On June 8, 1965, in the small town of Orsha in the Vitebsk Province, Belarus, at approximately 11:00 in the morning, a girl was delivered by “C” Section. The child’s mother, Anna Tylkina, named her Yelena, after the great trouble maker, Princess Helen of Troy. By osmosis, the word “rebel” etched itself into the new soul along with a lust for swimming against the current which never left Yelena Tylkina. The town of Orsha was just a dot on the map of the Soviet Union, as many thousands of similar towns over all the sixteen republics from Baltic Sea to the Bering Strait. For millions of households living without plumbing or a water supply, the “pechka”, the Russian fireplace, was the only source of heat in the bitter winter. It was a struggle to survive year after year.

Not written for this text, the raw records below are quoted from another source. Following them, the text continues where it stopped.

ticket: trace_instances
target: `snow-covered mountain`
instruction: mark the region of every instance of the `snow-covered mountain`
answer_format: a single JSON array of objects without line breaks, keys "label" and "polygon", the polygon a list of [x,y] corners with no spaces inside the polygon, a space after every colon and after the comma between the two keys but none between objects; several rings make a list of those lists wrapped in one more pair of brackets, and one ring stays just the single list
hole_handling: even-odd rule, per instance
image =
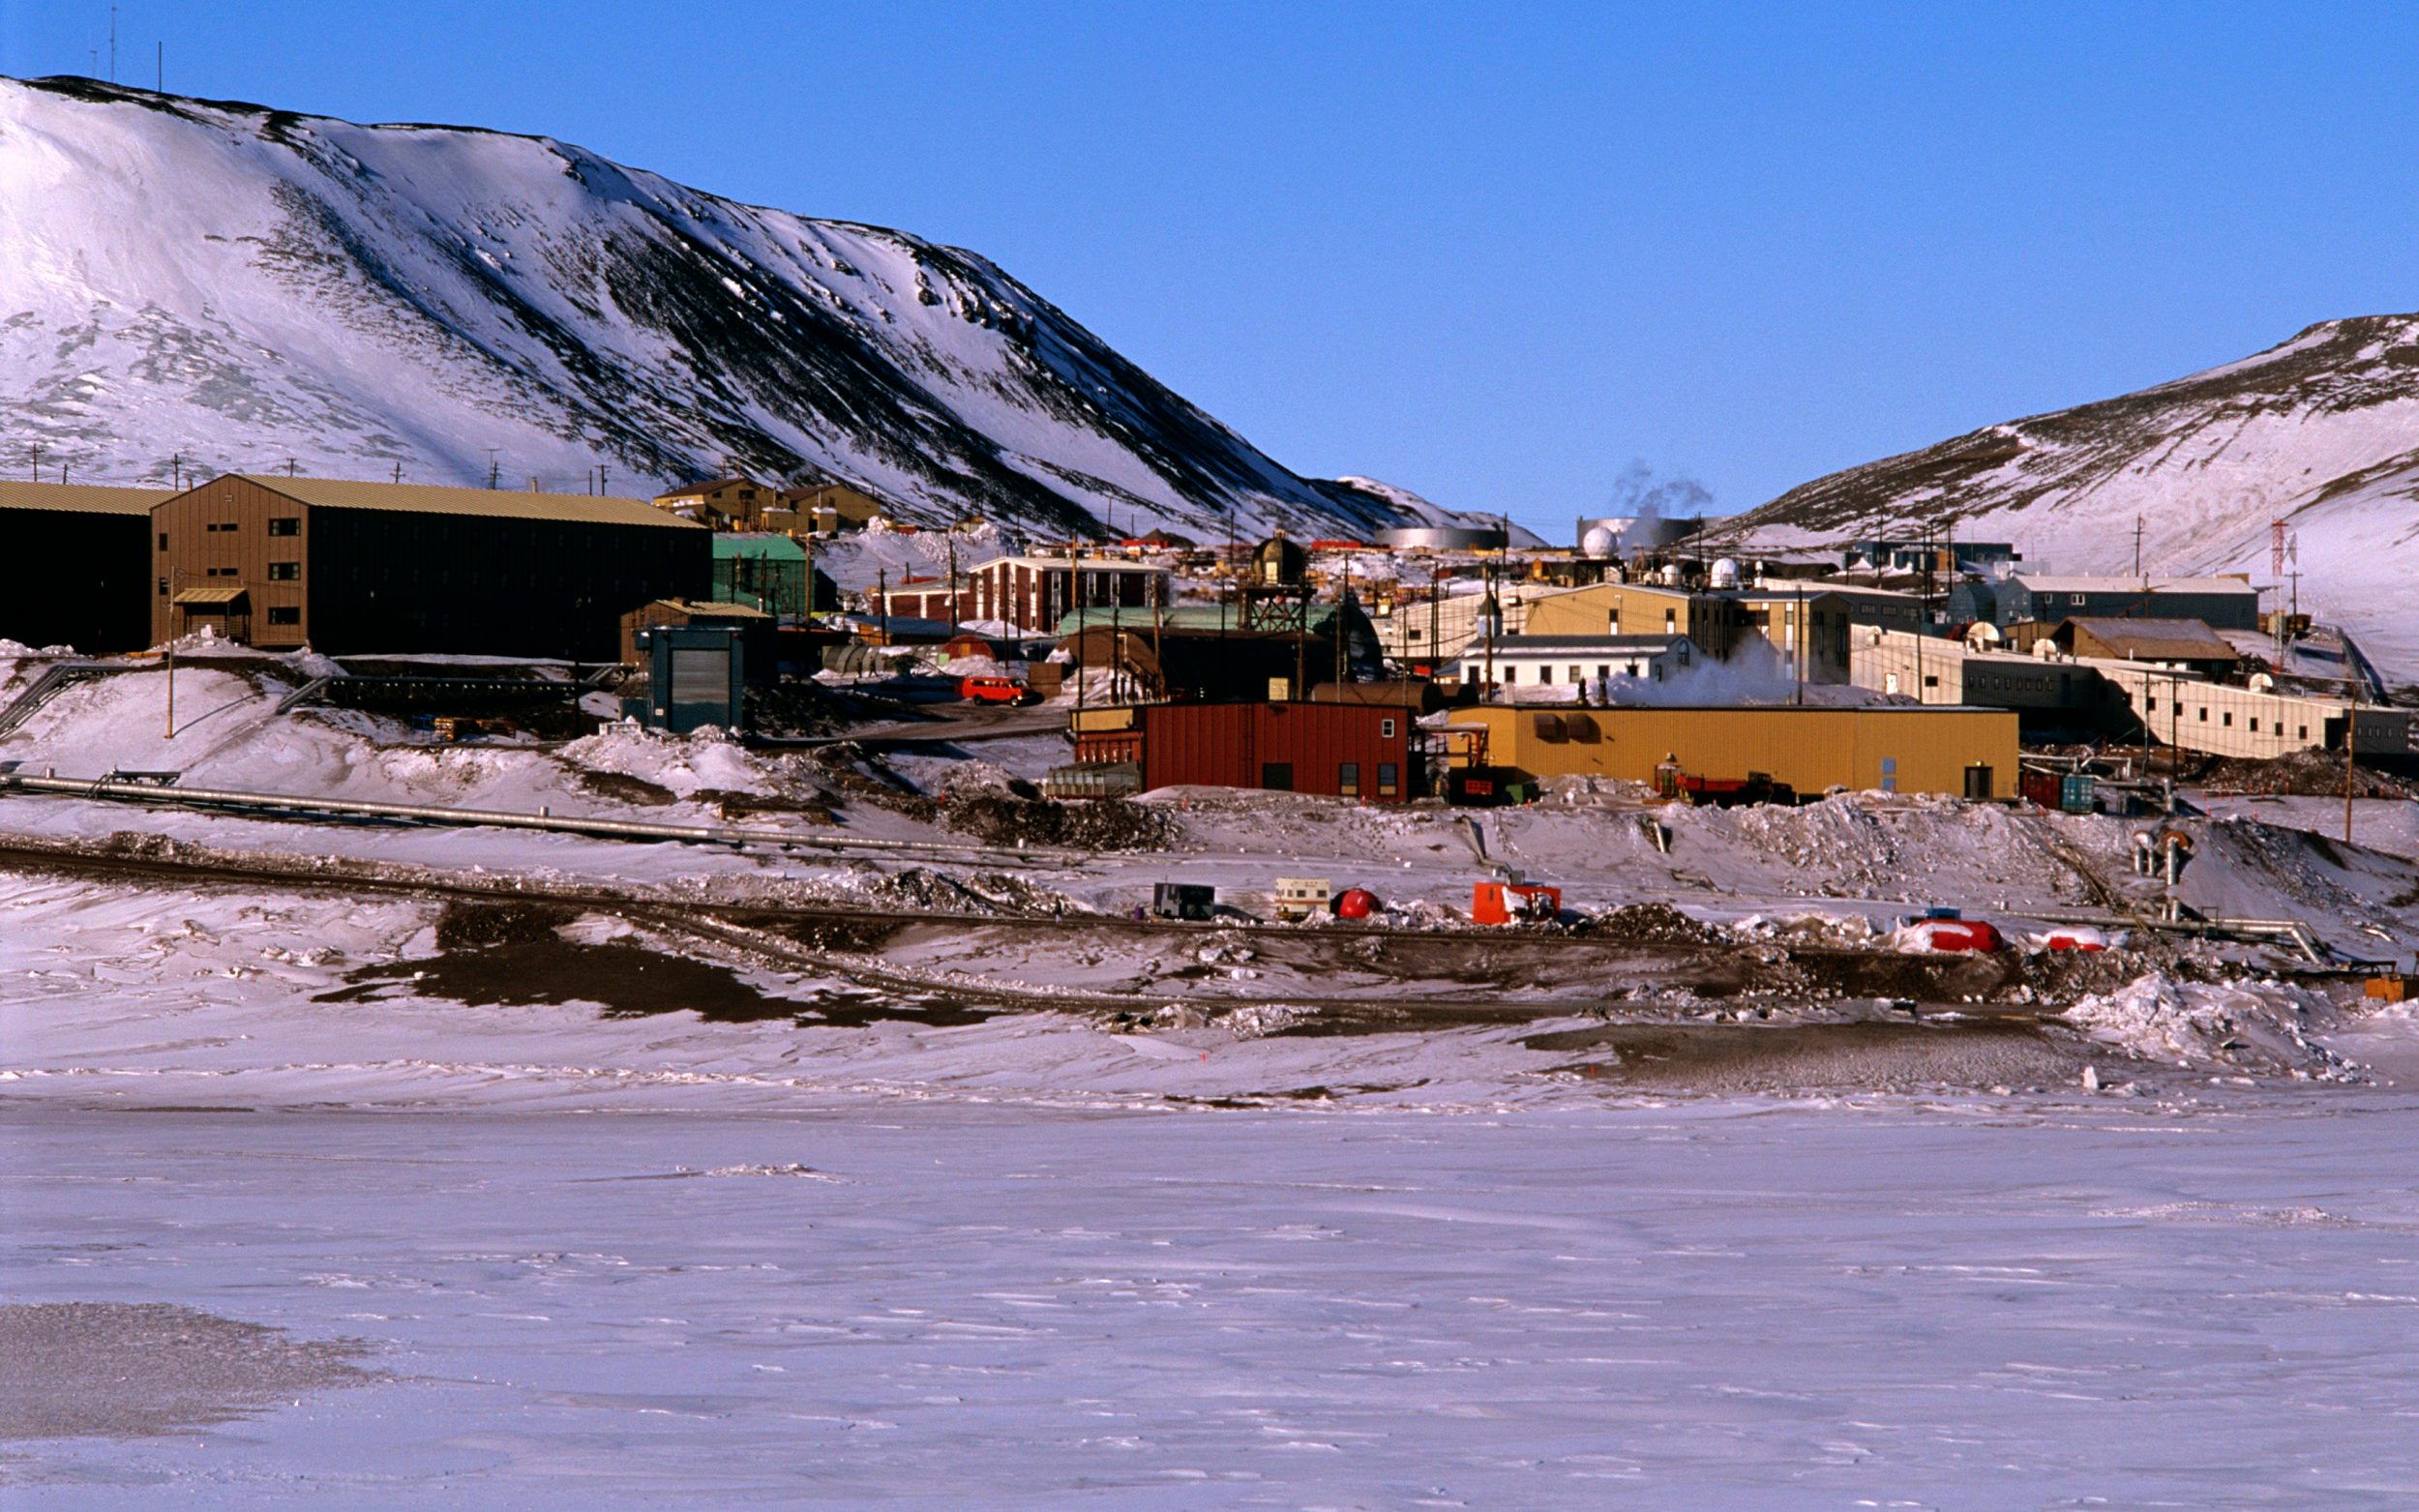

The time of the reign of the communist leader, Leonid Brezhnev, was a gigantic, poisonous swamp that sucked everything in it, including decency, idealism and hope. The KGB’s busy iron fingers were everywhere, squeezing obedience to mediocrity. The slogan “Individualism must be destroyed”, became the motto for the future.
In the arts, Soviet Realism was well entrenched. That “realism” consisted of portraits of great leaders swollen from alcoholism and boredom, heroes of space and land, joyful workers and peasants happily enduring long hours of backbreaking labor. The robust androgynous woman with the shovel on her shoulder became the “Madonna” of the Soviet Union. Yet, creative forces sought new venues of expression and people bent boundaries and broke rules. In the “70’s” Russia was swept by spirit of the “Bulldozer Exhibition”. Unofficial Art was presented in private apartments and on the streets and, on some occasions, destroyed on government orders by using bulldozers. The participants were arrested and many served time in jail or in internal exile. Artists, musicians and intellectuals escaped abroad, such as a great dancer Mikhail Baryshnikov, the artists Mikhail Chemiakin, Oscar Rabin, sculptor Ernest Neizvestny and the poet and leader of the Moscow underground art movement, Alexander Glezer, were among the lucky few.
The “free” system of education of the Soviet Union provided no future for the majority of artists and Yelena Tylkina had to do many odd jobs to support herself :laying brick walls, painting beer barrels, selling vegetables on the street, to name only a few. She had her share of misunderstandings with government authorities for anti-Soviet activities beginning at the age of twelve, by expressing publicly her opinions about the hypocrisy and aggressiveness of Soviet politics. Yelena’s “University of Life” was completed with honors, as was her formal art education, which included watercolor, acrylic, pastel, graphics, murals and portraiture.
In 1989, Yelena Tylkina’s fortunate opportunity arrived and she left behind a life of second degree frostbite, the awful stench of pickled herring, colic from indigestion, and a rectum already burning with irritation from being wiped all too many times with newspapers brimming with propaganda. After months of long journeys through Europe, from Poland to Italy, as a stateless, political, refugee, with only bag of dry kasha as her priceless possession, she settled in New York City. Odd jobs and holes in hers hoes were not a novelty for Yelena. But her Karma was to change as easily as the letters of her name, from Slavic to English, as from a black hole to a starry night.